Cassez les lignes. Placez des pierres défensives qui interrompent les alignements adverses. Une pierre placée au milieu d’un alignement potentiel le détruit définitivement. Mieux vaut casser un alignement en construction que réagir quand il est déjà formé.
Le Renju : quand le double-trois est interdit
Le double-trois est si dominant au Gomoku que les joueurs japonais ont créé une variante, le Renju, qui l’interdit explicitement. En Renju, les Noirs (qui jouent en premier et ont donc un avantage naturel) sont soumis à des règles restrictives :
- Les Noirs ne peuvent pas former de double-trois (deux trois ouverts simultanés).
- Les Noirs ne peuvent pas former de double-quatre (deux quatre simultanés).
- Les Noirs ne peuvent pas former de surlignes (six pierres ou plus alignées).
Ces règles équilibrent considérablement le jeu. Sans elles, les analyses informatiques ont démontré que les Noirs gagnent systématiquement avec un jeu parfait au Gomoku classique - précisément parce que le double-trois est une arme trop puissante pour le premier joueur.
Le Renju transforme le Gomoku en un jeu plus profond et plus équilibré. Les Noirs doivent trouver des chemins vers la victoire qui évitent les coups interdits, ce qui exige une créativité tactique considérable. Les Blancs, eux, peuvent exploiter les restrictions adverses en forçant des positions où la seule réponse naturelle serait un double-trois - piégeant les Noirs dans un dilemme insoluble.
Le double-trois, miroir de la stratégie
Le double-trois résume à lui seul la philosophie du Gomoku : un jeu où la victoire se prépare dans le silence. Les coups les plus décisifs ne sont pas les plus spectaculaires - ce sont ceux qui, discrètement, alignent deux menaces sur une même intersection, créant une bombe à retardement que l’adversaire ne verra que trop tard.

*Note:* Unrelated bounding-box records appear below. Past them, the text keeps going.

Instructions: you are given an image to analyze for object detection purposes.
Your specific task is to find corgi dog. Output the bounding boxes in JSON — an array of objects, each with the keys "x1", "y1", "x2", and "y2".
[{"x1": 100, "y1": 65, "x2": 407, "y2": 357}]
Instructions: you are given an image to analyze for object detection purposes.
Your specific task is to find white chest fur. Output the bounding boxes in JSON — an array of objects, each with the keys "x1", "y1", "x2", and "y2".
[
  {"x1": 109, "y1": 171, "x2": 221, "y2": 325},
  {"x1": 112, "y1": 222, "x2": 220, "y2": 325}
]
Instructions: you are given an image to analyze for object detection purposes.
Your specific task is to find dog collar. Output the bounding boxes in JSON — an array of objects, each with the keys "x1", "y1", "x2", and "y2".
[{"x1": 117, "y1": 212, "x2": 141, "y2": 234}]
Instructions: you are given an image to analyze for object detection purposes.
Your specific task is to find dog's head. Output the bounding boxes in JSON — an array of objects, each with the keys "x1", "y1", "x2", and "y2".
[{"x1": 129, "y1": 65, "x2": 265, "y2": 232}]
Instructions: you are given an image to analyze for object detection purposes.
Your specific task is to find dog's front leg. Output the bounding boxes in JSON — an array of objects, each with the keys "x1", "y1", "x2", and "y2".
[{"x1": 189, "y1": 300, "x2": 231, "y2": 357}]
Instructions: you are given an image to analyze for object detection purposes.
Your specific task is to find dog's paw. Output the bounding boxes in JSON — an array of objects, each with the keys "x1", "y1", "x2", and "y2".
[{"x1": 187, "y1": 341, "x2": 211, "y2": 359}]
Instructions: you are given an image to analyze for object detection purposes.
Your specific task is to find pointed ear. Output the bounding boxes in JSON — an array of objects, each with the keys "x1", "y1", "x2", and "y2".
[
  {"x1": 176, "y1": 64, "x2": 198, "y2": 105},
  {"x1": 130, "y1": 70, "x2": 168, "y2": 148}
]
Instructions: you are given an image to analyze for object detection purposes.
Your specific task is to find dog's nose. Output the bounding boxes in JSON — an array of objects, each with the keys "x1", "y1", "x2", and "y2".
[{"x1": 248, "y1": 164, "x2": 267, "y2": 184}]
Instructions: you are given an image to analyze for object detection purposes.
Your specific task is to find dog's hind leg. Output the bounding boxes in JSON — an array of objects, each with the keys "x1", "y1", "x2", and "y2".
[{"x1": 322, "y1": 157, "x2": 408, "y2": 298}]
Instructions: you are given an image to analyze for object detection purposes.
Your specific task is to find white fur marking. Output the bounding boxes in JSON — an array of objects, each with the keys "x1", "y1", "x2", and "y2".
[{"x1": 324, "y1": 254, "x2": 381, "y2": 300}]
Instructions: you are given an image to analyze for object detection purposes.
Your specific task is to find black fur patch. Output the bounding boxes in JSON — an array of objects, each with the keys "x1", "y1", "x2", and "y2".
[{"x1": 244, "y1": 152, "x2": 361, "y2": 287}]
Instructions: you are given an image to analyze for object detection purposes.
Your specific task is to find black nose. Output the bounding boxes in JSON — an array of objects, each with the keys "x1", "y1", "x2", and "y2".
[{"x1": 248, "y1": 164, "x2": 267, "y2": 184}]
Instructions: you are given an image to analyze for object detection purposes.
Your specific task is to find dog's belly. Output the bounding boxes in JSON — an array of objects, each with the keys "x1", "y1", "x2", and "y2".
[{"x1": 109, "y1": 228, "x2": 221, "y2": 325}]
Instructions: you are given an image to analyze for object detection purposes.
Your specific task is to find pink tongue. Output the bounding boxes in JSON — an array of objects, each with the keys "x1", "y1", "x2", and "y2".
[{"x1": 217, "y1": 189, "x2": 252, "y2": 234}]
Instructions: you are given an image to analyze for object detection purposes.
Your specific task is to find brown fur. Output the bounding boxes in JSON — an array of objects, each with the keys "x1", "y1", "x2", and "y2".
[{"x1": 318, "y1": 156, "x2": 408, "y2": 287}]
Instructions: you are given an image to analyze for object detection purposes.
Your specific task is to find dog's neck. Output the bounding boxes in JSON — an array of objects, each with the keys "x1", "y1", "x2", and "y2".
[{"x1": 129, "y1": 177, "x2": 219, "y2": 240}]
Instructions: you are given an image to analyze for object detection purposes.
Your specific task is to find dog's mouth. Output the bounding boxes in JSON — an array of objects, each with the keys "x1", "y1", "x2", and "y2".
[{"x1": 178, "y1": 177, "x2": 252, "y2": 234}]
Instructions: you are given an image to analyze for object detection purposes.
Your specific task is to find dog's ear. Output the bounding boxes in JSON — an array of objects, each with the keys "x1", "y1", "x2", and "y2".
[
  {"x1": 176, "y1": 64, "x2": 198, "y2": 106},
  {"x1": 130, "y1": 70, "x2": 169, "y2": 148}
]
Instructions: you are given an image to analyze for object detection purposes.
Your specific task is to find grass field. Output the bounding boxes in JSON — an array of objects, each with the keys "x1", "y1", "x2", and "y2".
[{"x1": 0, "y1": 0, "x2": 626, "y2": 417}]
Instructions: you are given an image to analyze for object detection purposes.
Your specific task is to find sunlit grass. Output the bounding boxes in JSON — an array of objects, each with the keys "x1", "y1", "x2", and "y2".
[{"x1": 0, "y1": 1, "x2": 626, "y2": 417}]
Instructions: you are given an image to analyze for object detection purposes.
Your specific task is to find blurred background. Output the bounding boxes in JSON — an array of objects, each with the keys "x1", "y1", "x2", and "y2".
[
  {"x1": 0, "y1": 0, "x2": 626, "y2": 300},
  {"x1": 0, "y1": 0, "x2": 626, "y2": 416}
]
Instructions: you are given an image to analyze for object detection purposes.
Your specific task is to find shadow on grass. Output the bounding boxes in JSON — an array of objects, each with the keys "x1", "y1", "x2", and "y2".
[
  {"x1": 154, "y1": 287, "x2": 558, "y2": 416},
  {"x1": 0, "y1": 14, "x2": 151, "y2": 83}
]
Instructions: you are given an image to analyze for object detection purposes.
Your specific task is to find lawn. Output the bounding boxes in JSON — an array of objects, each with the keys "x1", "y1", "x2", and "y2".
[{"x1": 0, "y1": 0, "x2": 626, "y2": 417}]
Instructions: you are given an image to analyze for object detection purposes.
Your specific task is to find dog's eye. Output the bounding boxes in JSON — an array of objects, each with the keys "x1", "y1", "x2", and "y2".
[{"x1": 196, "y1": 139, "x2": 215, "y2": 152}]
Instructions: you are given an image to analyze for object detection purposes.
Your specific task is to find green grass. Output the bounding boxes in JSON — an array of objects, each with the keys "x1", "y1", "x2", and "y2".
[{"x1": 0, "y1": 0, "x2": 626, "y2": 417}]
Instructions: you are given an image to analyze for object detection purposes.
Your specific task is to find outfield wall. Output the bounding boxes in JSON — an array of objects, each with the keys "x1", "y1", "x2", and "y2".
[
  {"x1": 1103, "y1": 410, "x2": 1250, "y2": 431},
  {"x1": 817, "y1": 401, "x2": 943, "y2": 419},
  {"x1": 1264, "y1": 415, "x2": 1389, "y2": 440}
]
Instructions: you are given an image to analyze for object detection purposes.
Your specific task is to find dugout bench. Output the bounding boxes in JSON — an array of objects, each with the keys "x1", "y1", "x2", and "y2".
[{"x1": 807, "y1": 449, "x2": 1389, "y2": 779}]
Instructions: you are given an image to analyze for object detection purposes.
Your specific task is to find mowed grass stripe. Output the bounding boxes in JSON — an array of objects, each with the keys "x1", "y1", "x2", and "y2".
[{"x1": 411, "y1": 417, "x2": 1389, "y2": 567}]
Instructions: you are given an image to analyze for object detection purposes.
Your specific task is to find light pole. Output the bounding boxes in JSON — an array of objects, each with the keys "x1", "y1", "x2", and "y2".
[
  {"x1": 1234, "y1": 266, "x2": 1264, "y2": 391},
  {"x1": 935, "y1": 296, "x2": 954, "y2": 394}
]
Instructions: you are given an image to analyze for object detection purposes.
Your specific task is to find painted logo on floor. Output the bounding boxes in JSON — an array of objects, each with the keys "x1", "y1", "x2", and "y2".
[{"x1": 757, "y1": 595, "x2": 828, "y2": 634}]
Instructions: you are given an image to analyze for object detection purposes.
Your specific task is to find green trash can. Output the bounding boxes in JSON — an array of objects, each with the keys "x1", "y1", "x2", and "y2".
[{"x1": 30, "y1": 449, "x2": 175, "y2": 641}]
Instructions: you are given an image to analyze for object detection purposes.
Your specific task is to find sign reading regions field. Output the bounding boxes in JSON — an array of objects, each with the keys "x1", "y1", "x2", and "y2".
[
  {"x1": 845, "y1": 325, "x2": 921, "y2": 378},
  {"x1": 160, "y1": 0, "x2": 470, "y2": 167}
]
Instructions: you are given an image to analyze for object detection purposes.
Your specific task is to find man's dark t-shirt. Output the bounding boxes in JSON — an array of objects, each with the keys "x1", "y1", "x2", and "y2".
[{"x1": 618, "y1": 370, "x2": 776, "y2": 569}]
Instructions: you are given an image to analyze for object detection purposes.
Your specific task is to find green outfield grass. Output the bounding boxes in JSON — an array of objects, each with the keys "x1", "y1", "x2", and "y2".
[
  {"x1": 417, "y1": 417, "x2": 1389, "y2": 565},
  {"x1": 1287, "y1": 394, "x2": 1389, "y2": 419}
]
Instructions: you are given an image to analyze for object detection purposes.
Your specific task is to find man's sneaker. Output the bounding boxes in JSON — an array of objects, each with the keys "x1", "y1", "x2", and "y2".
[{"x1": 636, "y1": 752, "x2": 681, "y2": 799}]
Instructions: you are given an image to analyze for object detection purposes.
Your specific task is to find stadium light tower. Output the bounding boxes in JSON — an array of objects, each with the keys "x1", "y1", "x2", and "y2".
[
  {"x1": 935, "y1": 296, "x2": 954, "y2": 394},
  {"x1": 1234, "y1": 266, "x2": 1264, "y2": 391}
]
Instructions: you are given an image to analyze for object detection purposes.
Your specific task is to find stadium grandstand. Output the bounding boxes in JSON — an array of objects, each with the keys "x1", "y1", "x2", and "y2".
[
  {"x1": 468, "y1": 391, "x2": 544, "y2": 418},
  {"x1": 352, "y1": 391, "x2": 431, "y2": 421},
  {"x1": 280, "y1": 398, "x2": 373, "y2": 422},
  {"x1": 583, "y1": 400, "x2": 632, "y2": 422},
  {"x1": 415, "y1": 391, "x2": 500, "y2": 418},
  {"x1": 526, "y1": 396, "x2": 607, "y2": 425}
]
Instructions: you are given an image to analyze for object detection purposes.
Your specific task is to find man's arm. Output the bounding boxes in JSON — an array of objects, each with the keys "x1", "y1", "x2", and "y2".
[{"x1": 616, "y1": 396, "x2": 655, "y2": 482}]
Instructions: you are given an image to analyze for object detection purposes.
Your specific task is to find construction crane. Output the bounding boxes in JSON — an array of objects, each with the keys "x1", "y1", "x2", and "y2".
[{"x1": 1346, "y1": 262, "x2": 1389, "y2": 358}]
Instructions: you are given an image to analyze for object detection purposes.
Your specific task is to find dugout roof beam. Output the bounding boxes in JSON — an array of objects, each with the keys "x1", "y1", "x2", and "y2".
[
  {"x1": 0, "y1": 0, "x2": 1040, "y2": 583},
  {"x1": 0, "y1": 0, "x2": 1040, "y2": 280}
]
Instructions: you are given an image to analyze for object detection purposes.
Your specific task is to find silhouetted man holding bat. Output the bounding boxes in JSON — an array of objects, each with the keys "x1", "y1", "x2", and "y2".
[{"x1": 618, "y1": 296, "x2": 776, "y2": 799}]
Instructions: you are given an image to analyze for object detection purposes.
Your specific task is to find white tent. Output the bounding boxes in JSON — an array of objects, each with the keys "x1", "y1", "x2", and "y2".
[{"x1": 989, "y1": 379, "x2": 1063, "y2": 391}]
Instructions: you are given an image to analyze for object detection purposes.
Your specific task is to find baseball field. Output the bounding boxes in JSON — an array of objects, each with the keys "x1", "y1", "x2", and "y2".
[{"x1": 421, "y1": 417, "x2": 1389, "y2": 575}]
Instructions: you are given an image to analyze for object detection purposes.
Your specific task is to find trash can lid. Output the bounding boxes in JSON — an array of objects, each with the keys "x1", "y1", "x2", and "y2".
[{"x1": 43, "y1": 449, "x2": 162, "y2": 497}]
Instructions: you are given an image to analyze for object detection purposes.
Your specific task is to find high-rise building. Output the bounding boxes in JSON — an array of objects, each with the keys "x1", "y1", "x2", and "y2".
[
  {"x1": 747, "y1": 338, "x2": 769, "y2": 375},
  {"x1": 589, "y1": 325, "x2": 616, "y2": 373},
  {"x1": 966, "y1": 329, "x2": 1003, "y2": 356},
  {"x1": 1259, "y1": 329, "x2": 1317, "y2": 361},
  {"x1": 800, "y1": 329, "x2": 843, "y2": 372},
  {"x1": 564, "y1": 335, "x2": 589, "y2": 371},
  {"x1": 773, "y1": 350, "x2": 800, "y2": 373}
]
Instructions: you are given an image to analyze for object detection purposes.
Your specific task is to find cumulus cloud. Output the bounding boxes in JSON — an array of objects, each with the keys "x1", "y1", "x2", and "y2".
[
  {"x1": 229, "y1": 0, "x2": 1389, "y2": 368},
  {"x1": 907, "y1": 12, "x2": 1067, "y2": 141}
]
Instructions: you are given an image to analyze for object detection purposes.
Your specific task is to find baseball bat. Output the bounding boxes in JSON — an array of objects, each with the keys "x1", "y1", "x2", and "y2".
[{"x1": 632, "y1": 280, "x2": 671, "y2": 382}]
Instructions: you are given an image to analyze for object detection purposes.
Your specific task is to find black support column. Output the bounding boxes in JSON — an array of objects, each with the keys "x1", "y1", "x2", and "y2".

Comprendre le double-trois, c’est comprendre le Gomoku. C’est apprendre à penser en deux dimensions simultanément, à voir le plateau non comme une grille de cases isolées mais comme un réseau de lignes interconnectées, où chaque pierre résonne dans plusieurs directions. La prochaine fois que vous poserez une pierre sur le plateau, demandez-vous : cette pierre ne sert-elle qu’un seul alignement, ou pose-t-elle les bases d’un double-trois dévastateur ? La réponse à cette question fera toute la différence.